John Connolly is best known as a respected writer of an excellent detective series. his strengths have been widely reported: gorgeously dark and lush descriptive skills, a sensitive portrayal of private eye Charlie Parker - an unusually tormented protagonist (tragic even for a genre noted for its sad, sad heroes), and a unsettling ability to mix the prosaic with the supernatural to startling effect. in this book, Connolly takes each of those gifts and streamlines them in a way that is appropriate for the reader of young adult or even children's literature - although this novel is very clearly an Adult Fairy Tale. the result is pleasingly distinctive. there are many scenes that are striking in their psychosocial nuance, their foreboding atmosphere, their ability to evoke that wonderfully shivery feeling of fearful anticipation. my favorite passage happens early on: David's daunting entry into the strange fantasy world... an eerie vignette that is a model of careful, suspenseful writing, featuring unearthly quiet, child-like flowers, a a taciturn Woodsman, the smoking remains of the german bomber, bleeding trees, a house in the woods with a Giger-like exterior, and a gathering of evil wolfish beings.
Dionysian imitatio, a literary method of imitation conceived as the practice of emulating, adaptating, reworking and enriching a source text by an earlier author.
Book of Lost Things is a book of mythopoeic templates - revisited, revised, regurgitated, remixed, and reimagined. we have an entire company of Big Bad Wolves, reconfigured as ambitious wolf-men, born of a grotesquely slutty Little Red Hood and sprung from the nightmares of a juvenile king... a perhaps not-so-Wicked Stepmother... a malevolent and terrifying Sleeping Beauty... Childe Roland, transformed as a brave gay soldier in search of his long-lost lover... trolls and harpies and a savage, hungry Beast... a young girl's spirit in a glass jar... and our villain, a gleeful child-thief, a striker of dark bargains, a Rumpelstiltskin, an old old devil: The Crooked Man.
the use of revisionism is, sadly, not always successful. a comic interlude with the socialist Seven Dwarves and an obese, monstrous Snow White is depressingly unfunny and a little desperate (at least to this reader). and a long part near the end, depicting various torture chambers and examples of The Crooked Man's terrible villainy seems to be merely an excuse for Connolly to indulge himself with a gloatingly vicious array of sadistic tableau. both sequences were eye-rolling and sigh-inducing.
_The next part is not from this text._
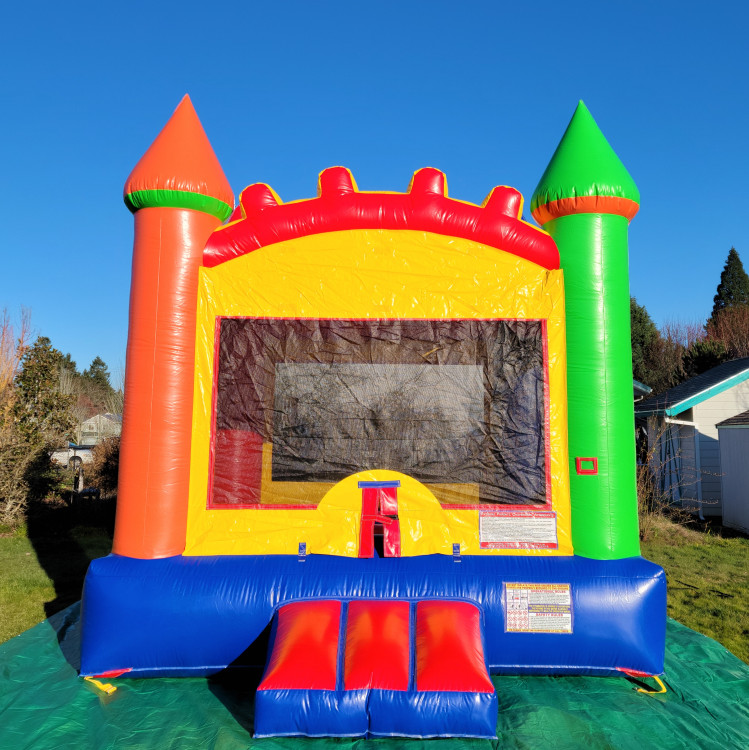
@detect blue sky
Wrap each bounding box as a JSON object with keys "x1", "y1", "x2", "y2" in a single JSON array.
[{"x1": 0, "y1": 0, "x2": 749, "y2": 372}]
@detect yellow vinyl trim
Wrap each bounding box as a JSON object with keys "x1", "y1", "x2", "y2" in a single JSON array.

but those are aberrations; despite them, Connolly more than succeeds in creating delightful and intriguing reinterprations of figures from fairy and folk tale. even better, David's character is a slow-burning but dynamic one, changing in bits and starts from boy to man with each new encounter. he is a realistically flawed protagonist as well as a brave and endearing little hero.
Memento mori, a Latin phrase translated as "Remember your mortality", "Remember you must die" or "Remember you will die"... it names a genre of artistic work which varies widely, but which all share the same purpose: to remind people of their own mortality.
the novel's extended endings were a brilliant surprise. to avoid spoilers, i'll just say that i was entirely taken aback by the meaning of The Book of Lost Things itself. and - even more memorably, more intensely - the closing pages' no-nonsense illustration of the potential and/or inherent tragedy of human life in general... and the idea of that tragedy - no matter how intimate - somehow not really being that tragic at all - just simply a part of the greater cycle of life, death, and rebirth.
i hate to end a review with a tv show reference... but if you have ever seen the last 10 minutes or so of Six Feet Under's final episode - a wondrously sad, wistful, yet somehow uplifting experience - you will know exactly what i mean. the ending of this rather fantastic book is equally moving.